Last November, political newcomer Katie Hill won a closely watched House race in California’s 25th Congressional District, unseating a two-term GOP congressman and becoming part of a blue sweep in Southern California that decimated Republicans’ hold in the region.
But after running a relatively moderate campaign to win a district that’s in transition, Rep. Hill is now part of the Democratic caucus that the Trump administration is refusing to recognize as a co-equal branch of government. In fact, White House counsel Pat Cipollone sent a letter to House Judiciary Chair Jerry Nadler Wednesday arguing that Congress has no standing to even investigate Donald Trump.
“It’s pretty horrific that you can just say no, and the amount of recourse that we have is fairly limited,” Hill, who sits on the House Oversight Committee, told MSNBC’s Chris Matthews Tuesday of Trump’s blanket stonewalling. But Hill also expressed personal resolve about the historic nature of this political moment.
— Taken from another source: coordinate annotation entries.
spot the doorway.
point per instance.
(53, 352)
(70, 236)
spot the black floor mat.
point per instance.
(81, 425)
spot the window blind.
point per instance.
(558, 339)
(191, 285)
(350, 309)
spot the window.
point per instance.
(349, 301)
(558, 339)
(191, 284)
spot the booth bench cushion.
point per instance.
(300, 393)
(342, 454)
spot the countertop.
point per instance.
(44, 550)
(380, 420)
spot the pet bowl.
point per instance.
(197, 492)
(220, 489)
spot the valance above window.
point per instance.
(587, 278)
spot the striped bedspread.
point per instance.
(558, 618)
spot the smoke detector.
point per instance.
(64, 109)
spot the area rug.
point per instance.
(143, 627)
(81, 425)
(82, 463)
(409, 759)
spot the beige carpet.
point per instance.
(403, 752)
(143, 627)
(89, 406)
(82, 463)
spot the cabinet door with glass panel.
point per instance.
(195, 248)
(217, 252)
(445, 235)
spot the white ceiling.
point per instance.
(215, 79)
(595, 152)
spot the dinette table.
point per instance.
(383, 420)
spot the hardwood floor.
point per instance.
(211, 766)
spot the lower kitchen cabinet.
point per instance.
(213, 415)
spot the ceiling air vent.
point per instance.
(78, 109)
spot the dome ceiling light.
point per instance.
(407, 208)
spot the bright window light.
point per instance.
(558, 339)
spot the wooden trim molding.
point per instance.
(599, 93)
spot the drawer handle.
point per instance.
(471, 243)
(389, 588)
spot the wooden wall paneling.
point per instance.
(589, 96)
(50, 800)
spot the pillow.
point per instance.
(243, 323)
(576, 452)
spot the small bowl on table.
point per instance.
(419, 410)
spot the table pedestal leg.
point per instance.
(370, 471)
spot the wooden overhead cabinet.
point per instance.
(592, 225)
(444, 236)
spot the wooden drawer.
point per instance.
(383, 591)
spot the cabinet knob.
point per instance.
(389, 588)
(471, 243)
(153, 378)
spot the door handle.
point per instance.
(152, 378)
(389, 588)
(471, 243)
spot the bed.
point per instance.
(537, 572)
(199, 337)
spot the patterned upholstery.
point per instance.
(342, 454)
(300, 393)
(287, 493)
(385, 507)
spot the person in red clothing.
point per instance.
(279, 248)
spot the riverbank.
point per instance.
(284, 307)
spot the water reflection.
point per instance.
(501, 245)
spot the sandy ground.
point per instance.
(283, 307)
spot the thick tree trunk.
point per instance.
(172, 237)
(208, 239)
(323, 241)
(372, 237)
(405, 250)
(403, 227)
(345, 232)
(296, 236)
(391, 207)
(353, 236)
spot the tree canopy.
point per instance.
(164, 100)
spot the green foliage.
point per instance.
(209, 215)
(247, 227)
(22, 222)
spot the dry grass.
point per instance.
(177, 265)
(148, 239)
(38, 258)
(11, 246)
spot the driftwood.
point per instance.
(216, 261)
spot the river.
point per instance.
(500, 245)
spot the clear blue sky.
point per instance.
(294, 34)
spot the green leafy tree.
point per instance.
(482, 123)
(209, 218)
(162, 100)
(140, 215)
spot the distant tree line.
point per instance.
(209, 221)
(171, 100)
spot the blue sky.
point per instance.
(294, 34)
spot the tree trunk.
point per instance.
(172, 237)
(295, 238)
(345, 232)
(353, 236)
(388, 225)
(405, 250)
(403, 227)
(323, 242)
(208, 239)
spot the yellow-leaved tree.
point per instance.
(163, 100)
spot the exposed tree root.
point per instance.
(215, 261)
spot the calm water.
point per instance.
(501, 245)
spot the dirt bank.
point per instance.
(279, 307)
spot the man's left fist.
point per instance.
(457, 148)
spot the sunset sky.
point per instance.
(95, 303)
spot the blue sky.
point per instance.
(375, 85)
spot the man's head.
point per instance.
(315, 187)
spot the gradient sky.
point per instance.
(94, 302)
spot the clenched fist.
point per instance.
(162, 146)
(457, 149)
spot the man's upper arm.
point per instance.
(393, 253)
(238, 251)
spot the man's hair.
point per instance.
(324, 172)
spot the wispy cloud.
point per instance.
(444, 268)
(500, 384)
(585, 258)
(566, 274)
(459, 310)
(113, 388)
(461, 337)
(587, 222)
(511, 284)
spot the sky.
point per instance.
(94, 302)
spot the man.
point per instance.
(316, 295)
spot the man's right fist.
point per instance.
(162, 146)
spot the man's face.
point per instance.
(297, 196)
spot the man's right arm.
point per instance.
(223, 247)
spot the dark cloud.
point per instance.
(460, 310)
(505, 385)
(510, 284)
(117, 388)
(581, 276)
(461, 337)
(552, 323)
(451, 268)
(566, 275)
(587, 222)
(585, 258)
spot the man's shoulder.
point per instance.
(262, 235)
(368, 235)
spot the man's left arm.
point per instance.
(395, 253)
“I don’t think it’s good enough for us to say that we have to play the safe political route,” she said, noting that she wasn’t at the point of impeachment just yet. “Frankly, I’m coming from one of these swing districts, the ones where theoretically it’s more risky to possibly impeach, but I just don’t believe we can use that forever as cover.”
Hill appears to be one of the rank-and-file lawmakers from more moderate districts being pushed toward impeachment by Trump’s all-out obstruction. Some of the more progressive members of the Democratic caucus have said for weeks that Trump is almost singlehandedly unifying Democrats against him. “The obstruction stuff the president’s engaged in now is causing people to give this a second look,” Rep. David Cicilline of Rhode Island, a Judiciary Committee member, told NBC News. “Whatever you think about the findings in the report itself, the blanket defiance of lawfully issued subpoenas and refusal to cooperate with constitutionally required oversight is — in and of itself — basis for impeachment.”
Another member of the Judiciary panel had a similar message. “The more that the president denies us the ordinary lawful demands for witnesses and documents, the more unified we are,” said Rep. Jamie Raskin of Maryland.
House Judiciary Chair Nadler and other committee leaders have continued to resist the call to impeachment, but even Nadler balked at Cipollone’s defiant letter on Wednesday. “No president, no person in the United States is above the law. This is preposterous,” Nadler said, adding that the White House was “claiming that the president is a king.”